Pressure is mounting on Kenyan police officers to deliver on their promise to help bring Haiti’s rampant gangs under control, six weeks after setting foot in the Caribbean nation.
When the first contingent of 200 elite Kenyan police officers flew into Haiti’s capital Port-au-Prince on 25 June, they filed confidently off their Kenyan Airways flight clad in helmets and combat gear, carrying their weapons and holding high the Kenyan national flag.
They chanted in Swahili while they psyched themselves up on the airport tarmac, as did a second batch of 200 Kenyan officers who landed three weeks later.
“Let’s go!” and “We’re moving!” came the cries.
Hopes were high that the Kenyan police would bring much-needed muscle to Haiti’s beleaguered National Police (PNH), as they struggled to hold back a deadly offensive by Haitian criminal gangs that have terrorised the capital and large swathes of the country for more than three years.
The Kenyans are the advance guard core of a UN-mandated, multinational force that will seek to restore peace to Haiti.
They were initially welcomed and feted by Haitian government leaders, and by many in Haiti’s media too.
Radio Independante FM posted on X a welcome greeting in the country’s Creole language for the Kenyans, saying:
“Haiti is the country of all Africans.
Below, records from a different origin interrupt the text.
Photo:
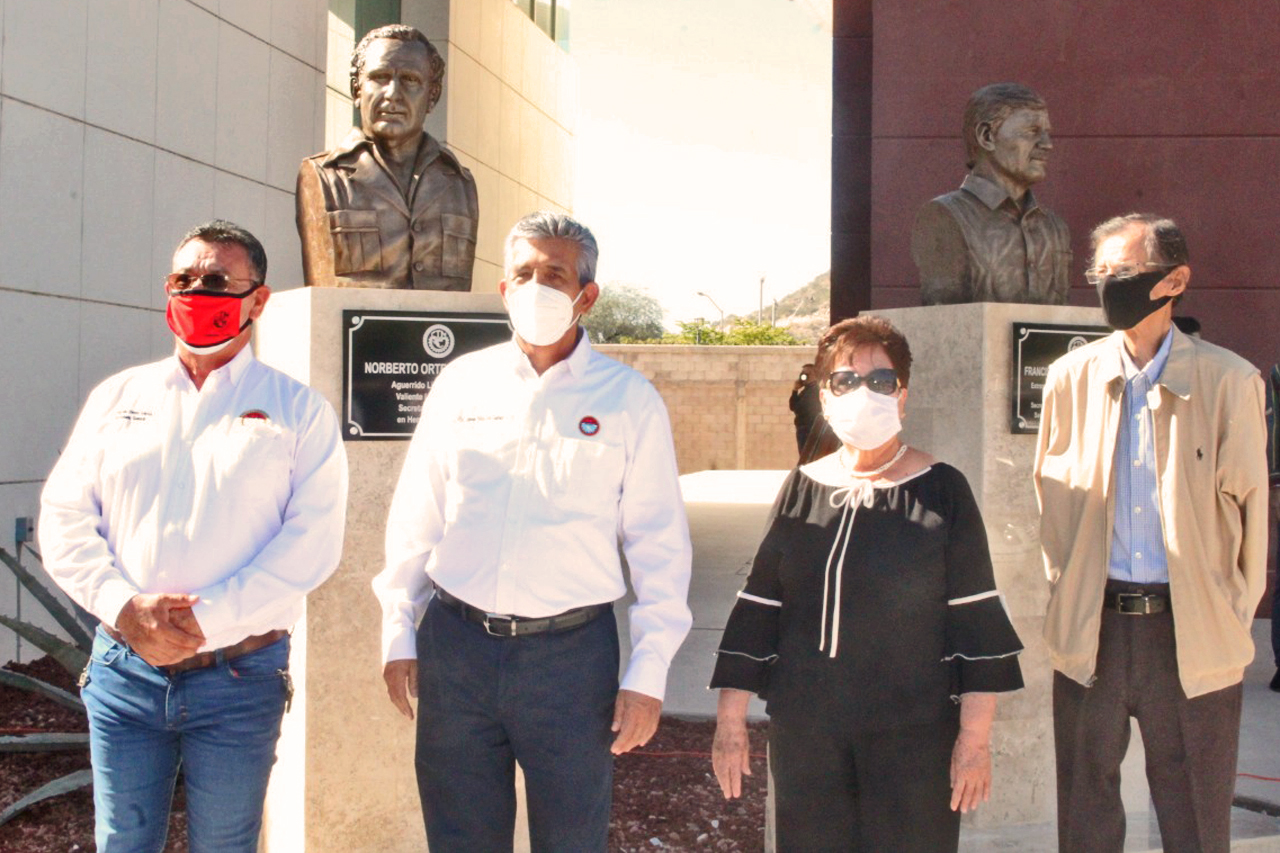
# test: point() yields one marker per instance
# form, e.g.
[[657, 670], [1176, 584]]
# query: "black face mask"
[[1127, 301]]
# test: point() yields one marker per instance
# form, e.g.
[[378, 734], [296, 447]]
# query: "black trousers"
[[1191, 744], [876, 792], [484, 703]]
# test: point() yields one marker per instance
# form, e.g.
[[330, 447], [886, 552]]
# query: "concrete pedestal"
[[343, 780], [959, 410]]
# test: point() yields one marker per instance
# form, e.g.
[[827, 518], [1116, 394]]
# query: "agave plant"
[[72, 655]]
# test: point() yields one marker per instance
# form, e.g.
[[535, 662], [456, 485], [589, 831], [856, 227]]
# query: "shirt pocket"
[[584, 475], [357, 246], [255, 452], [458, 246]]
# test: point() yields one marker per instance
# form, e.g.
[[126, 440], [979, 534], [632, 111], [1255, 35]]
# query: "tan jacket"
[[1212, 493]]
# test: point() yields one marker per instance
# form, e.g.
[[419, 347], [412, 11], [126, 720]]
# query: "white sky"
[[704, 147]]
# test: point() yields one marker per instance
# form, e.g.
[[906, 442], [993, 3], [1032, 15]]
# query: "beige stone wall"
[[508, 112], [728, 405]]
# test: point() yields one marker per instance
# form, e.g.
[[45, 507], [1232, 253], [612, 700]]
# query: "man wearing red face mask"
[[197, 501]]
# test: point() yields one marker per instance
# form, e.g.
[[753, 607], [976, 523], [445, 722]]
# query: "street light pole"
[[717, 308]]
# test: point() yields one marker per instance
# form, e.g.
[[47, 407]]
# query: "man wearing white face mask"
[[197, 502], [533, 461]]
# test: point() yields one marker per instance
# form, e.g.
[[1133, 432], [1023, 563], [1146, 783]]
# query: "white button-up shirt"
[[519, 489], [234, 492]]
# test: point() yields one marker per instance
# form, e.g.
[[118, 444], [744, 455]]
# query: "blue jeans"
[[484, 703], [219, 724]]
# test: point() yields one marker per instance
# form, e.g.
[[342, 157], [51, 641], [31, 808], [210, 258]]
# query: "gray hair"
[[400, 32], [220, 231], [1164, 241], [545, 224], [991, 105]]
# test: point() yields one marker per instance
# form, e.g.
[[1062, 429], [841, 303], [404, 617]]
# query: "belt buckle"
[[1146, 603], [507, 621]]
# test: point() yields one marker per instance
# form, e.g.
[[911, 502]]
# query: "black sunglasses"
[[881, 381], [179, 282]]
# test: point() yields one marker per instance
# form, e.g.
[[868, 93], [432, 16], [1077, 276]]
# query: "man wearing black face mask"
[[1151, 478], [196, 503]]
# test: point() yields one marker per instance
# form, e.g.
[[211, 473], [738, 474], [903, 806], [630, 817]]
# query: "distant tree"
[[699, 332], [624, 314], [750, 333], [744, 333]]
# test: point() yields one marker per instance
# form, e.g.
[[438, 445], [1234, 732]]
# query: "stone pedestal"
[[959, 409], [343, 780]]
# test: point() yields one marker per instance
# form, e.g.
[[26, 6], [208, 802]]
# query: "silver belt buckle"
[[1146, 603], [510, 630]]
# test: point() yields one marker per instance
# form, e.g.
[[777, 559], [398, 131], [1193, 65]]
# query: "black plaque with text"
[[1036, 347], [389, 360]]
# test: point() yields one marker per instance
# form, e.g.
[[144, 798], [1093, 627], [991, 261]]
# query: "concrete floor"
[[727, 511]]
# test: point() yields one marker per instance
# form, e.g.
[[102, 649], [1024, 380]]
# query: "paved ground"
[[726, 514]]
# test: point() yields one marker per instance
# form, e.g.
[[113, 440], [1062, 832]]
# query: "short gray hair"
[[1165, 242], [544, 224]]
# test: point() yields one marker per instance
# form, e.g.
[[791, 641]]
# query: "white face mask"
[[862, 418], [540, 314]]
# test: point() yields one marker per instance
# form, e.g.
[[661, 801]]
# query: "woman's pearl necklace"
[[849, 466]]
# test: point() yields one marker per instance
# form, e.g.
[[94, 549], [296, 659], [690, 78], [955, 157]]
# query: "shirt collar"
[[991, 194], [576, 361], [356, 141], [229, 373]]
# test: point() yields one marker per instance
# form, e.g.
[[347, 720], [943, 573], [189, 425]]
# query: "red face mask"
[[206, 320]]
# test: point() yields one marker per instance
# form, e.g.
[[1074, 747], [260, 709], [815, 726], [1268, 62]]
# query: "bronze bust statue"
[[389, 206], [990, 241]]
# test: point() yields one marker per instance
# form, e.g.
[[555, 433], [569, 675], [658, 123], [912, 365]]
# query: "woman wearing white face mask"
[[871, 625]]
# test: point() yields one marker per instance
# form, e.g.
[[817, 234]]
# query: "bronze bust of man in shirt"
[[389, 206], [990, 241]]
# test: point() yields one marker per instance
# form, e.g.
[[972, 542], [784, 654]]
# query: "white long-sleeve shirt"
[[519, 489], [234, 492]]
Since you are black Haiti is your home… You Kenyan soldiers are at home and must be welcomed to help fight these wasters [the gangs] that prevent us from living in our country”.
However, weeks after the much anticipated deployment, which had already been delayed by legal challenges in Kenya and logistical hitches, many Haitians seem frustrated and disillusioned that the force, along with their Haitian police colleagues, have not moved more quickly and decisively against the gangs, their bosses and their known hideouts.
Frustrated commentary, expressing impatience and disappointment, is on the rise in Haitian media and social media circles.
There has been chorus of calls for “actions not words” and “concrete results”.
Some of the sharpest criticism accuses the Kenyans of “theatrics” and being mere “tourists”.
Critics point out that – despite high-profile joint patrols by Kenyan and Haitian police in Port-au-Prince where they have exchanged fire with suspected gangmen – the gangs only seem to have tightened their grip on the capital’s south-western and north-eastern suburbs since the Kenyan mission began.
Gang members have attacked and burned or partially destroyed police stations and continue to prey on major highways out of the capital and inland.
There is a feeling among some that the Kenyan force has been too slow to make its presence felt.
“What are the Kenyans waiting for to act against the bandits?,” asked local news outlet AyiboPost in an article posted to X on 11 July, a fortnight after the East Africans landed.
Some two weeks later, online news website Le Filet Info was commenting pointedly: “The presence of the Kenyan police in the country does not manage to frighten the bandits.
“They continue to massacre members of the civilian population.”